Let’s look at the four principles of the Delos environment. First, active engagement of arbitrators. Well, it is fine to say that – indeed every institution says the same thing. But what the Delos Arbitration Rules do is build that principle into the arbitration agreement from the beginning, unlike other arbitral institutions, who only provide a wide range of possibilities in their rules. The arbitration rules of those latter institutions hope that an arbitrator will swim against the tide and use their discretion to control costs and time.
Second, safe seats. One way to control time and costs is to produce additional finality for arbitrations – to not invite the parties to attack the finality of the arbitral process in national courts. Illustratively, I am chair in an arbitration in which the time to finish it up has taken twelve years. Ten of those years were spent by the parties in the U.S. District Court for the Southern District of New York, and only two of them under our control as arbitrators. By identifying safe seats, Delos identifies those jurisdictions that are more likely to protect the arbitral process and to protect the finality inherent in the offer of arbitration.
The third principle: pragmatic formation of the tribunal. That is a wonderful phrase! But all it really means is minimizing the amount of time it takes to create the tribunal and the time it takes to deal with a challenge to an arbitrator. Creating a tribunal, dealing with challenges – those take an unfortunately extended period of time far too often in commercial arbitration.

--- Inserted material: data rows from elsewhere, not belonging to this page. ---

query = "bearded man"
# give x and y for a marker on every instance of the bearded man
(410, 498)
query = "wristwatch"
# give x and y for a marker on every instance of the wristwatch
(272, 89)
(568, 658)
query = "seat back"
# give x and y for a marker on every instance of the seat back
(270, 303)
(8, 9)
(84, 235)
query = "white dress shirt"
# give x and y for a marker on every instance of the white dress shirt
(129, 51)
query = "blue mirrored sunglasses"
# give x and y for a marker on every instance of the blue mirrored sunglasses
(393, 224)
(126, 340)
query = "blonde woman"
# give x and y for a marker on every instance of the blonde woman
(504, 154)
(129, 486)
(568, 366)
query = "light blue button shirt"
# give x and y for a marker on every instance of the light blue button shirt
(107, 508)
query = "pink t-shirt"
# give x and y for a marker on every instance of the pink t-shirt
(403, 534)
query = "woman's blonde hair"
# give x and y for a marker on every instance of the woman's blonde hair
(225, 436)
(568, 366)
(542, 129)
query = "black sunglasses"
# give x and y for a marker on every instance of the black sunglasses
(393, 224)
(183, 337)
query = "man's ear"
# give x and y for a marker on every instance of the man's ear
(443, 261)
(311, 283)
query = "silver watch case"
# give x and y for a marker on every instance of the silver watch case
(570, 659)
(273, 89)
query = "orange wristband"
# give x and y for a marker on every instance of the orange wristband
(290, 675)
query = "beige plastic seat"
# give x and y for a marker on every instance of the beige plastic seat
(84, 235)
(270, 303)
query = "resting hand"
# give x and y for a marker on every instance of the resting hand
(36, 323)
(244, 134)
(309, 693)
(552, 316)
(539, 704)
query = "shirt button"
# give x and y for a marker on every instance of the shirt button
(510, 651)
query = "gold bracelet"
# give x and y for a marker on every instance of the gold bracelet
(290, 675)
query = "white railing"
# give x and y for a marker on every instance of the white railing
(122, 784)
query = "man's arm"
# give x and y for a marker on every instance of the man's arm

And then the last Delos principle: preparation, preparation, preparation. Well, what do I mean by that? Let’s turn to some examples from the Delos Rules that illustrate this last principle. If we dig into the Delos Rules, we will see that Delos has offered model forms of notices of arbitration, model notices of defense and counterclaim, and model replies to defenses and counterclaims. Each of those filings is subject, in the Delos Rules, to page limits and exhibit limits.
If a party prepares its claim or defense in advance, that party will be able to fit within those page limits and those exhibit limits. If, instead, the party comes up to the moment where it is required to file its notice of claim or defense, or counterclaim, without having done that adequate preparation, then the safest thing to do is to double or triple the amount of material the party provides to the institution and the arbitrators, for fear of missing something.
So, that is an example of the impact of the Delos Rules on preparation. But there are other examples where the transaction parties and their counsel, by agreeing in the contract to the Delos Rules, have set parameters around what disputing parties, disputes counsel and arbitrators can do. Obviously, the presumption of a single arbitrator for smaller matters is very important. So too the tiers based on size for time periods. But, even for larger arbitrations, the time periods are serious, short, and controlled by Delos. That is a very important thing to recognize. So too for selecting the arbitrator and challenging the arbitrator.
As for dispositive motions and rulings without an oral hearing, there is not silence on these points in the Delos Rules. Instead, there is an express statement to arbitrators, “you can do this.”
So, coming all the way back to my basic point, there are indeed at least four parties and four sets of counsel in every arbitration, no matter how big or how small. If we want to control costs and the duration of a proceeding, give power to the transaction parties and their counsel to limit what the disputing parties and their counsel, and the arbitrator can do. In that way, the structural incentives are set by the parties who have an incentive to control costs and to control duration – and not set by the parties who have an incentive to explore every reasonable avenue to win or avoid losing.